All references are here, following is just some extracts

This article is about a new memory-safe interpretation of the C abstract machine that provides stronger protection to benefit security and debugging ... [Writers] demonstrate that it is possible for a memory-safe implementation of C to support not just the C abstract machine as specified, but a broader interpretation that is still compatible with existing code. By enforcing the model in hardware, our implementation provides memory safety that can be used to provide high-level security properties for C ...

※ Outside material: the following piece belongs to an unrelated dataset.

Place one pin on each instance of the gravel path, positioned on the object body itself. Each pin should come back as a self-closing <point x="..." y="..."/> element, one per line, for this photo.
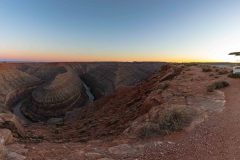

[Implementation] memory capabilities are represented as the triplet (base, bound, permissions), which is loosely packed into a 256-bit value. Here base provides an offset into a virtual address region, and bound limits the size of the region accessed ... Special capability load and store instructions allow capabilities to be spilled to the stack or stored in data structures, just like pointers ... with the caveat that pointer subtraction is not allowed.

The addition of permissions allows capabilities to be tokens granting certain rights to the referenced memory. For example, a memory capability may have permissions to read data and capabilities, but not to write them (or just to write data but not capabilities). Attempting any of the operations that is not permitted will cause a trap.

[The] results confirm that it is possible to retain the strong semantics of a capability-system memory model (which provides non-bypassable memory protection) without sacrificing the advantages of a low-level language.

(emphasize mine)

That means that even if it is not an operational compiler, researches exists to build one that could trap on incorrect pointer usages, and have already been published.